The guest initiation is necessary while the host notification can be
made optional.
The "guest initiated" means the guest tells the TSM (equivalent of TDX
module in RISC-V) the MMIO region details.
The TSM keeps a track of this and any page faults that happen in that
region are forwarded
to the host by the TSM after the instruction decoding. Thus TSM can
make sure that only ioremapped regions are
considered MMIO regions. Otherwise, all memory outside the guest
physical region will be considered as the MMIO region.

In the current CoVE implementation, that MMIO region information is also
passed to the host to provide additional flexibility. The host may
choose to do additional
sanity check and bail if the fault address does not belong to
requested MMIO regions without
going to the userspace. This is purely an optimization and may not be mandatory.
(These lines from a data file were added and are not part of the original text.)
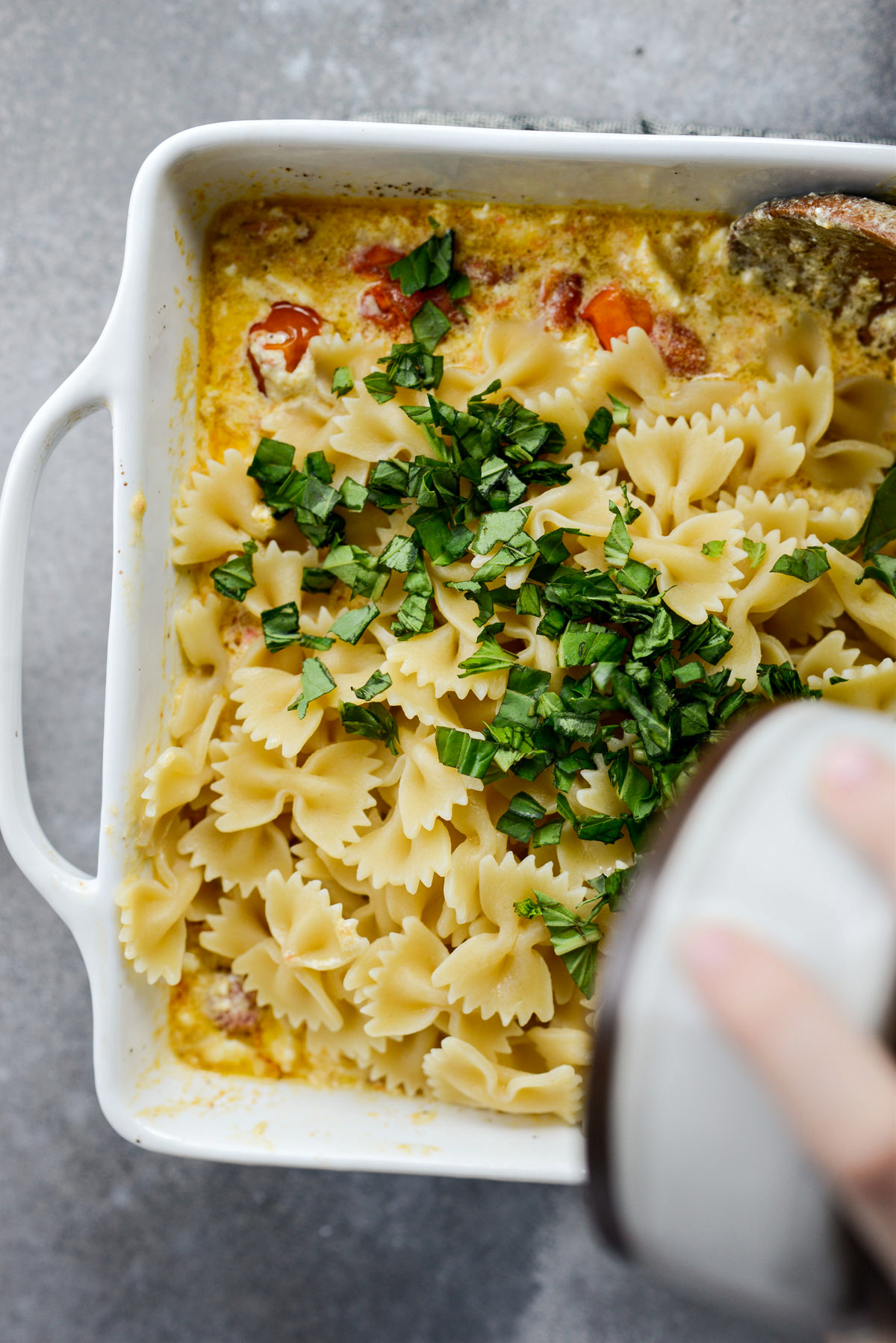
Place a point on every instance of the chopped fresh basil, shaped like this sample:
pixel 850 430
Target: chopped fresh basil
pixel 618 543
pixel 401 553
pixel 317 580
pixel 429 326
pixel 712 548
pixel 375 684
pixel 316 683
pixel 488 657
pixel 782 683
pixel 755 550
pixel 270 465
pixel 803 563
pixel 381 388
pixel 882 567
pixel 358 570
pixel 351 624
pixel 343 380
pixel 528 601
pixel 352 496
pixel 621 412
pixel 428 266
pixel 467 755
pixel 370 720
pixel 598 429
pixel 520 818
pixel 879 527
pixel 280 626
pixel 411 365
pixel 573 935
pixel 235 578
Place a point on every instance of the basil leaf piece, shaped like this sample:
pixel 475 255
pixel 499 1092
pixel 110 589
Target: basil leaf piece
pixel 879 527
pixel 370 720
pixel 709 641
pixel 317 580
pixel 621 412
pixel 413 365
pixel 467 755
pixel 375 684
pixel 618 543
pixel 712 548
pixel 633 787
pixel 413 617
pixel 553 548
pixel 803 563
pixel 317 465
pixel 598 429
pixel 755 550
pixel 548 833
pixel 574 937
pixel 499 528
pixel 782 683
pixel 379 387
pixel 428 266
pixel 488 657
pixel 358 570
pixel 343 380
pixel 401 553
pixel 458 285
pixel 600 828
pixel 280 626
pixel 316 683
pixel 352 496
pixel 588 645
pixel 351 624
pixel 429 326
pixel 529 599
pixel 520 817
pixel 270 465
pixel 882 567
pixel 610 890
pixel 235 578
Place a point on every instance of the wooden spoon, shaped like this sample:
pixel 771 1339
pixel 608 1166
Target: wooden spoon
pixel 840 252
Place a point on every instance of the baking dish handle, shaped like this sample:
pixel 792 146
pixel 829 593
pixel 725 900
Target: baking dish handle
pixel 66 888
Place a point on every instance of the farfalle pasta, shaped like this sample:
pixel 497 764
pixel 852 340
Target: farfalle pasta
pixel 482 545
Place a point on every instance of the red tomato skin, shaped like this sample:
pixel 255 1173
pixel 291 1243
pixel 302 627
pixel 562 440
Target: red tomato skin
pixel 561 297
pixel 682 350
pixel 385 305
pixel 615 311
pixel 374 259
pixel 296 324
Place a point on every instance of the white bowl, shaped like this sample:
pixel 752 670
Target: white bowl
pixel 136 370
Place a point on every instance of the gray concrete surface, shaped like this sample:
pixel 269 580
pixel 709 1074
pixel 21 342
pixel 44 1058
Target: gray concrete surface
pixel 101 1243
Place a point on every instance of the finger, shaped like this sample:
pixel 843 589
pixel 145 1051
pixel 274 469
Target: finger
pixel 836 1087
pixel 857 789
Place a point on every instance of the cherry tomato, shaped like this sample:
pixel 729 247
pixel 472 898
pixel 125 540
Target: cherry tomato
pixel 561 296
pixel 289 328
pixel 613 311
pixel 682 348
pixel 375 259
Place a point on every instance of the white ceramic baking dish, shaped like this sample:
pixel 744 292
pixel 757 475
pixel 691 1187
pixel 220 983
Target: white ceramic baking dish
pixel 136 370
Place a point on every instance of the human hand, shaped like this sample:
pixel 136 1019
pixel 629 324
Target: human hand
pixel 836 1085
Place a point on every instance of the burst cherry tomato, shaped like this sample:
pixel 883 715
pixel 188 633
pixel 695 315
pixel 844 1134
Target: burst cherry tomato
pixel 375 259
pixel 289 329
pixel 613 311
pixel 561 296
pixel 388 306
pixel 682 348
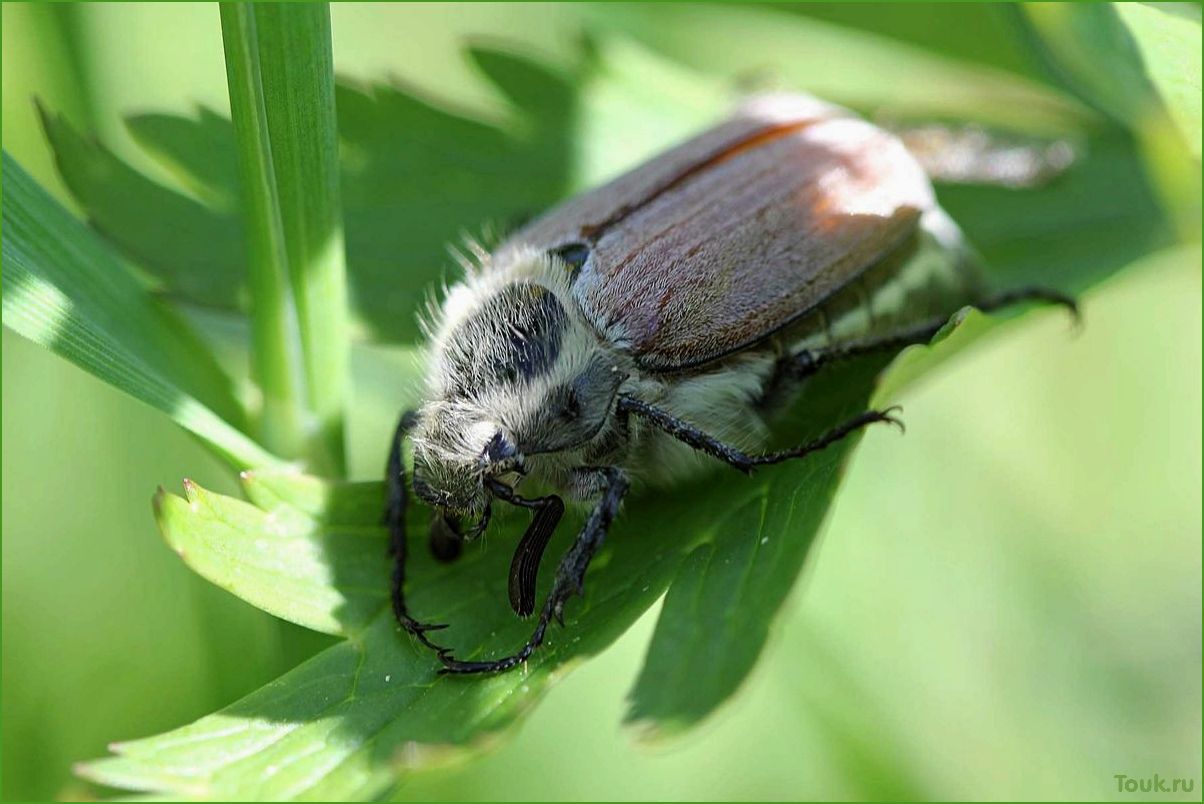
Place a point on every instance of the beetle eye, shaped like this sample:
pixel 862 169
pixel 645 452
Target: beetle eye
pixel 572 254
pixel 572 406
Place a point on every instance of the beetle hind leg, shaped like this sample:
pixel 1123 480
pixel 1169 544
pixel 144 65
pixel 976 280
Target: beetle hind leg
pixel 807 362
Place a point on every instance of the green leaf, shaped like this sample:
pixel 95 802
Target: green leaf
pixel 348 721
pixel 1170 49
pixel 868 72
pixel 313 553
pixel 415 177
pixel 196 252
pixel 66 290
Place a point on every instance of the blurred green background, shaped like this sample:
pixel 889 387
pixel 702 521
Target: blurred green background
pixel 1005 603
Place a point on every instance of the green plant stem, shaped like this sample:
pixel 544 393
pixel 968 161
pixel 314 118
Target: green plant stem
pixel 281 74
pixel 276 362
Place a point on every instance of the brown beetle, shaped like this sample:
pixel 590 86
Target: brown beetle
pixel 661 317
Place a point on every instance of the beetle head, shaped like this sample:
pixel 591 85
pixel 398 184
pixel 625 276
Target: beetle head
pixel 514 377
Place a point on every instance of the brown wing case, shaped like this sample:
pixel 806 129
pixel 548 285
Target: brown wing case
pixel 733 235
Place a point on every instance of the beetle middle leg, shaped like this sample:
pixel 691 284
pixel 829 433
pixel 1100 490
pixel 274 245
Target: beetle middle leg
pixel 570 574
pixel 692 436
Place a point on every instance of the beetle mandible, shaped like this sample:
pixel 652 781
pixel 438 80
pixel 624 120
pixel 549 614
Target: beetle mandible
pixel 702 287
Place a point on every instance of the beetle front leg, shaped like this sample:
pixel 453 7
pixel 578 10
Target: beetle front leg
pixel 395 520
pixel 570 574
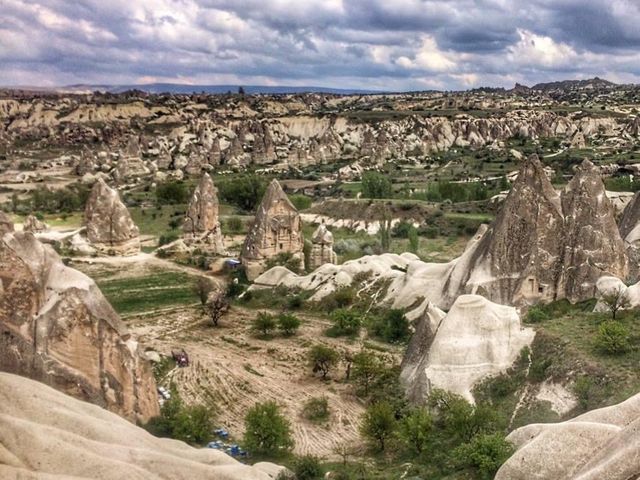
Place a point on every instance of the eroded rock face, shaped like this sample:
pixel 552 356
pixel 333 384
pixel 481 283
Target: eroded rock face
pixel 110 228
pixel 58 328
pixel 6 224
pixel 46 434
pixel 592 243
pixel 33 225
pixel 322 248
pixel 543 245
pixel 201 223
pixel 277 229
pixel 599 445
pixel 475 339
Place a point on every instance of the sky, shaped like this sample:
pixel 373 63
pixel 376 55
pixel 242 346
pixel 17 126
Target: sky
pixel 372 44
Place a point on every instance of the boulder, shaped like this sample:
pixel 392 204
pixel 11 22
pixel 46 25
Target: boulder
pixel 58 328
pixel 6 224
pixel 33 225
pixel 322 248
pixel 201 223
pixel 277 229
pixel 603 444
pixel 110 228
pixel 475 339
pixel 45 435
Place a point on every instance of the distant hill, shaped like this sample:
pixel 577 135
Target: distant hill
pixel 574 84
pixel 211 89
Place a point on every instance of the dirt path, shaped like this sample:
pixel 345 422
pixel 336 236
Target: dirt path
pixel 233 370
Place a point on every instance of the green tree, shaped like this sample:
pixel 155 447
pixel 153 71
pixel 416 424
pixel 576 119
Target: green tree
pixel 244 191
pixel 288 323
pixel 414 240
pixel 307 467
pixel 322 359
pixel 613 338
pixel 366 368
pixel 378 424
pixel 485 453
pixel 376 185
pixel 415 429
pixel 345 322
pixel 392 326
pixel 264 323
pixel 174 192
pixel 267 431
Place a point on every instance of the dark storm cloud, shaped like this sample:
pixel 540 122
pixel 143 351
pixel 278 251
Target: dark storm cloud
pixel 400 44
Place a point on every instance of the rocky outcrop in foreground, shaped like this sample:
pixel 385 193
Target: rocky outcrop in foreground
pixel 603 444
pixel 57 327
pixel 277 229
pixel 110 229
pixel 201 223
pixel 544 246
pixel 45 435
pixel 475 339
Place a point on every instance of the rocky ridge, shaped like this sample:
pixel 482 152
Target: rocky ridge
pixel 58 328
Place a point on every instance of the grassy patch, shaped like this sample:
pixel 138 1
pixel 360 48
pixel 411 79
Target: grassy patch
pixel 155 291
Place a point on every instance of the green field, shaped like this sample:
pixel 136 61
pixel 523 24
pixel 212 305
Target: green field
pixel 155 291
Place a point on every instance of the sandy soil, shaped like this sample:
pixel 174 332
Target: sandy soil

> > It can be a subset of the region's host provided the layout. The
> > guest device filtering solution is based on this idea as well [1].
> >
> > [1] https://lore.kernel.org/all/20210930010511.3387967-1-sathyanarayanan.kuppuswamy@xxxxxxxxxxxxxxx/
>
> I don't really see the connection. Even if that series was going
> forward (I'm not sure it is) there is no ioremap hook there. There's
> also no guest->host communication in that series. The guest doesn't
> _tell_ the host where the MMIO is, it just declines to run code for
> devices that it didn't expect to see.
>

This is a recent version of the above series from tdx github. This is
a WIP as well and has not been posted to
the mailing list. Thus, it may be going under revisions as well.
As per my understanding the above ioremap changes for TDX mark the
ioremapped pages as shared.
The guest->host communication happen in the #VE exception handler
where the guest converts this to a hypercall by invoking TDG.VP.VMCALL
with an EPT violation set. The host would emulate an MMIO address if
it gets an VMCALL with EPT violation.
Please correct me if I am wrong.

As I said above, the objective here is to notify the TSM where the
MMIO is. Notifying the host
is just an optimization that we choose to add. In fact, in this series
the KVM code doesn't do anything with that information.
The commit text probably can be improved to clarify that.


> I'm still rather confused here.